第三話 デートの行き先はメイド喫茶?
【今日のメモ】キャラクター紹介 その3
プリシア
圭斗が創作で描いた女魔導士のオリキャラ。
肩まで伸びる銀髪。透き通るような蒼色の瞳。
銀髪美女最高です! 二つの果実は林檎よりも大きい。
(ファンアート提供:なかはら様)
「ケイトさん、先ほどはすみませんでした! 私、神様に酷い事を……」
「ははは、大丈夫だよ、これくらいどうって事ないから」
打たれた頬を押さえながら並木道を歩く俺とパーカー姿の女子。尚、今はパーカーを閉じているため、下着は見えていない。すれ違う人々の視線がこんなにも気になるものなのか。『隣に居るのが俺の彼女だぜーいいだろー!』という気持ちになるかと思いきや、むしろ絶世の美女の隣に居る場不相応な俺とをつい見比べてしまう。

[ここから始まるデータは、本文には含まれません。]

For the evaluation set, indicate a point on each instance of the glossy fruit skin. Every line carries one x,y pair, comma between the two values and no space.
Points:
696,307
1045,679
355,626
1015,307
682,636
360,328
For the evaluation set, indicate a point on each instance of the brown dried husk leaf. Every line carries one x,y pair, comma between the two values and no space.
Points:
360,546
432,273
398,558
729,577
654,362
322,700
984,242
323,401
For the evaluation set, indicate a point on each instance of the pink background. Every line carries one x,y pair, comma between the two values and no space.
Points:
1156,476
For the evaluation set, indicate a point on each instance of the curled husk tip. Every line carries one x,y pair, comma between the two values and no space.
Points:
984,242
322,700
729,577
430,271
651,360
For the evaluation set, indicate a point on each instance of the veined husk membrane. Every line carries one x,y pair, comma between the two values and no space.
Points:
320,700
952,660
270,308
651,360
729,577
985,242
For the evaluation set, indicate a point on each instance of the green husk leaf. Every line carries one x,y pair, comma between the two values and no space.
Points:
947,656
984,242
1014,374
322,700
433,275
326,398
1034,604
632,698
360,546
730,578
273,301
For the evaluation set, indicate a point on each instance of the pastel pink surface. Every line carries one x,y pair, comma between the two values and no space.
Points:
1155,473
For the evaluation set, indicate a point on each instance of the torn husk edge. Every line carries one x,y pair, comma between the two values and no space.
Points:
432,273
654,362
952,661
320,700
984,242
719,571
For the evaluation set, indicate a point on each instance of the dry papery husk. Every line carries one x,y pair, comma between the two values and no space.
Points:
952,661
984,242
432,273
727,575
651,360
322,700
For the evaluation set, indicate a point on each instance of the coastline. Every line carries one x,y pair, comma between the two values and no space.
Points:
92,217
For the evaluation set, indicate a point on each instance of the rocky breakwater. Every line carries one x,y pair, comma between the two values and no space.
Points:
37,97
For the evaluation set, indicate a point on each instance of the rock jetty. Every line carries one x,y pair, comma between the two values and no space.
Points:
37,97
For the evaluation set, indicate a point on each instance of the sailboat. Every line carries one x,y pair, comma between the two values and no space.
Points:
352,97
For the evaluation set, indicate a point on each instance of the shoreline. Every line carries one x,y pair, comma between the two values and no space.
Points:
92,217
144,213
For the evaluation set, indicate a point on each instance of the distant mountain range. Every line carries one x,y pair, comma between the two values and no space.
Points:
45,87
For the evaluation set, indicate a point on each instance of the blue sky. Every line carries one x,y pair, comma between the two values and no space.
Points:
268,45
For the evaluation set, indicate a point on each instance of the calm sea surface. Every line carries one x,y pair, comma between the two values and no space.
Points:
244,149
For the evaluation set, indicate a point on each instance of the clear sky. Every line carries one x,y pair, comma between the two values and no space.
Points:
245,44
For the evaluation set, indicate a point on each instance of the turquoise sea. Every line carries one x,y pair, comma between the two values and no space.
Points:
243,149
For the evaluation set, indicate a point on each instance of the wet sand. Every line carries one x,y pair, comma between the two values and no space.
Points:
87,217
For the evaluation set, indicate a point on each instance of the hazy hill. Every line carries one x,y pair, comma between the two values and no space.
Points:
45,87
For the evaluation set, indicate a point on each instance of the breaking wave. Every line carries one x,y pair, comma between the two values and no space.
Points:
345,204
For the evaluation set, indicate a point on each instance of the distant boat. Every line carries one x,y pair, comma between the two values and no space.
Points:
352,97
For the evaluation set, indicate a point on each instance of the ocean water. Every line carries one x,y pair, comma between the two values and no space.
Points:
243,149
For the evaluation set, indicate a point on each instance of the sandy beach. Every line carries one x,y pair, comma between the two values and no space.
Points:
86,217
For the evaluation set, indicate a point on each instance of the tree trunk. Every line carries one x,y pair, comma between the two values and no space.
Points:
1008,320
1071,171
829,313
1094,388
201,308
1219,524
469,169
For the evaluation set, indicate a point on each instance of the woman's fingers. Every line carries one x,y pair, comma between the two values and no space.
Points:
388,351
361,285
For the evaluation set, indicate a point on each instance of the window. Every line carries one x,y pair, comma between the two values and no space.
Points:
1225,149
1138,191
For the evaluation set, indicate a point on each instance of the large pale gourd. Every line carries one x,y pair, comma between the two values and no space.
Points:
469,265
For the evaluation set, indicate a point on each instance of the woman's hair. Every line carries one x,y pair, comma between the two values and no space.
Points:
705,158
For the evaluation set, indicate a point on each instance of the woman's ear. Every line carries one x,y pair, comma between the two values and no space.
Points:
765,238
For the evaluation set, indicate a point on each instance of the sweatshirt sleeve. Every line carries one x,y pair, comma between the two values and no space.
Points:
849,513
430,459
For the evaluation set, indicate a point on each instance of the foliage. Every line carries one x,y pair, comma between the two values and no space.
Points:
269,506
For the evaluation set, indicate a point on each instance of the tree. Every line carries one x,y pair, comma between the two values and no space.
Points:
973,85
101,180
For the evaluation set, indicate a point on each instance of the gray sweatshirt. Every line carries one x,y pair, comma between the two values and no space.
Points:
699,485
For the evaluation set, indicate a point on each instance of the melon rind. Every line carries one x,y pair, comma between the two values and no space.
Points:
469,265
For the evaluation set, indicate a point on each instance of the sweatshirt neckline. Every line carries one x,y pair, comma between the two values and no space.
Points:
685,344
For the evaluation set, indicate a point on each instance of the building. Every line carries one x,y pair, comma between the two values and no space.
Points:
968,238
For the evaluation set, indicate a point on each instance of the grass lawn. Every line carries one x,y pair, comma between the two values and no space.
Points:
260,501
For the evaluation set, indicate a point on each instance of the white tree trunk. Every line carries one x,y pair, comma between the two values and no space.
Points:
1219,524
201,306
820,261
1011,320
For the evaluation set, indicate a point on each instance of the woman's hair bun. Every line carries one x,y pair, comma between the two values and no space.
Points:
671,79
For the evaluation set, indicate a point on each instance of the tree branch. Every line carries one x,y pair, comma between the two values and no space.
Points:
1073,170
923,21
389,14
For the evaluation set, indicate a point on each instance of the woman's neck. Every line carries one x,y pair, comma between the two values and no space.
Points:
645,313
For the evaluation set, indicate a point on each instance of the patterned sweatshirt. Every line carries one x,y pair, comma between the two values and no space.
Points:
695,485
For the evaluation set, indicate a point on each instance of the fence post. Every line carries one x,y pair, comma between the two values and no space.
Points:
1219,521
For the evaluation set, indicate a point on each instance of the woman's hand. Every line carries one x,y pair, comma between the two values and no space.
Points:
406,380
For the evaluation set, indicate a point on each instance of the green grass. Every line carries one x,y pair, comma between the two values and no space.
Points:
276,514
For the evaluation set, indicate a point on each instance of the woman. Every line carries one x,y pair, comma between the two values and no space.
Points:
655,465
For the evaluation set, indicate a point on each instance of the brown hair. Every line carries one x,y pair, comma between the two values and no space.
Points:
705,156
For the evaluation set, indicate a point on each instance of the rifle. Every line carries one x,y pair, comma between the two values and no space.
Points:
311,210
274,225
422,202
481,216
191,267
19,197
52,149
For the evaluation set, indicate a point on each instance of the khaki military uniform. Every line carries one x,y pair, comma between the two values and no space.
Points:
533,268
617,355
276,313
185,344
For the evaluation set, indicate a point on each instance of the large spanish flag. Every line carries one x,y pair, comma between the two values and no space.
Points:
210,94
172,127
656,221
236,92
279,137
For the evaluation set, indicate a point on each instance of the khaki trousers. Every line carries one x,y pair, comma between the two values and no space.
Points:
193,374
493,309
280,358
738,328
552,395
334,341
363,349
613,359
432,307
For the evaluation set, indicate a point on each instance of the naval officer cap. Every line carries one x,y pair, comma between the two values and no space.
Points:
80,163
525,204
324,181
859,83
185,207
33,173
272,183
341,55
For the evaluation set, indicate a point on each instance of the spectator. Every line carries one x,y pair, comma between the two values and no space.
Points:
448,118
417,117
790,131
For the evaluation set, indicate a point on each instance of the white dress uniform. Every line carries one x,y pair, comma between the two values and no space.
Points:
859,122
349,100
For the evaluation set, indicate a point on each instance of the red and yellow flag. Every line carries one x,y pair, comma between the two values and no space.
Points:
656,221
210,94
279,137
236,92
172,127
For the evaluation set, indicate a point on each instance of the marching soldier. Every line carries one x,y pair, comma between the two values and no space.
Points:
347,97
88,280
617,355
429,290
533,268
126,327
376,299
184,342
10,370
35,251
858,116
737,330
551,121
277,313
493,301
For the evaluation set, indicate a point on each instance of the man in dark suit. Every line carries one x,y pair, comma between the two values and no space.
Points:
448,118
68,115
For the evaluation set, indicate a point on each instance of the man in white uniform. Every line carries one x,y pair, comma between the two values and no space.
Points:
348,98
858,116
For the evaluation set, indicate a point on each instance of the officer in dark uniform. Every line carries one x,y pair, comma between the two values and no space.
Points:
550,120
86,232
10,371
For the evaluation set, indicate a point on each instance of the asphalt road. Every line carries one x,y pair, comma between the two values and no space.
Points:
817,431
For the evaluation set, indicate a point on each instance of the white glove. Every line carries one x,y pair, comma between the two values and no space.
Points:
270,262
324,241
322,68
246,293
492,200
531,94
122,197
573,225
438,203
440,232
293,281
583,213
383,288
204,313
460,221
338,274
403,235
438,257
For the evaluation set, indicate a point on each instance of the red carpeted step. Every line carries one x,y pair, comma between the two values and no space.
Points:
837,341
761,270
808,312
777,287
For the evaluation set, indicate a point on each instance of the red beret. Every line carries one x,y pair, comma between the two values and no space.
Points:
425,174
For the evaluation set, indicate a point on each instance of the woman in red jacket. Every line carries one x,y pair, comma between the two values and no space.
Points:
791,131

きらきらと瞳を輝かせ、キョロキョロと街の様子を見渡すエリナさん。いや、そんなにキョロキョロしていると余計目立ちますよ? ほら、今すれ違った学生も振り返ったよ。パーカーの隙間からちらっと見える若草色の髪も目立つからなぁ……。
「ケイトさん、凄いですー。見た事ない建物がいっぱいですー!」
「いやぁ、喜んでくれてよかったよー」
いや、とりあえずまだ歩いているだけで何もしてないんだけどね。住宅地の街並みが珍しいらしい。駅前の商店街まで来ると、さすがに大勢の人々が行き交っている。さて、どうしたものか……?
「先生ーー! デートってどこに行けばいいんですかー? 神様ー? 女神様ーー?」
―― そんなもの自分で考えなさいよ
ん? 今空から何か聞こえたような……。
「ケイトさん? 神様はケイトさんですよ?」
エリナさんは俺を未だに神様扱いだ。だいたいデートに行くならココ! って、学校では教えてくれないからね。普段は学校とバイト先と家の往復しかしていないのだ。後はたまに漫画やゲーム買いに行く位で……。
「あ……」
「どうしました?」
いや、あそこなら、問題ないかなと……。思いついた俺が向かった先は……。
「「お帰りなさいませーーご主人様! お嬢様ーー!」」
色とりどりのメイド服にフリフリの清楚な純白のエプロンにヘッドドレス。可愛らしい声で出迎えてくれた侍女達。『メイド喫茶、ファンシーラブ』。あ、いえ、自分、決して常連ではないですよ? あ、誰も聞いてないですね。
「ケイトさんー、神様の世界にもメイドさん居るんですねー!」
メイド喫茶なら、エリナさんも馴染むかと思い、入ったのは正解だったようだ。ちなみに今、パーカーのフードは被っていない。美しい若草色の髪とピンと尖った耳がエリナさんの美しさをさらに引き立たせる。
「ご注文はいかがなさいますか? エルフのお嬢様!」
淡い水色のメイド服を来た女の子がお水を持って駆け寄って来る。他のメイドさんや椅子に座った他のお客さんからも『あれ、ヤベーな』『凄いー本格的ーー』『隣の野郎爆発しろー』なんて声も聞こえて来る。メイド喫茶内ならコスプレと思われるからね。完璧だ。
「私がエルフって分かるんですね! 注文……ケイトさん、どうすれば?」
メニューを逆さまにしたままの状態でじーっと眺めているエリナさん。あ、会話は変換されても、文字までは読めない訳ね。
「どうしようかな……俺は女神の恵みセット、ドリンクはアイス珈琲で。エリナさんケーキ食べます?」
そう聞くや否や、先程まで嬉しそうにしていたエリナさんの表情が、急に青ざめている。
「ケイトさん……ケイトさんは私に試練をお与えになるというのですね。それがお望みでしたら私は従うまで……」
ん? 様子がおかしい……ケーキ嫌いなのかな……。メイドさんも困っているぞ。
「―― 感動しましたわ!」
「メイド長!」
困っているメイドの後ろからブロンドの髪をくるくる巻いたお嬢様スタイルのメイドさんが現れる。凄い。これは異世界のエルフとお嬢様メイドの共演だ。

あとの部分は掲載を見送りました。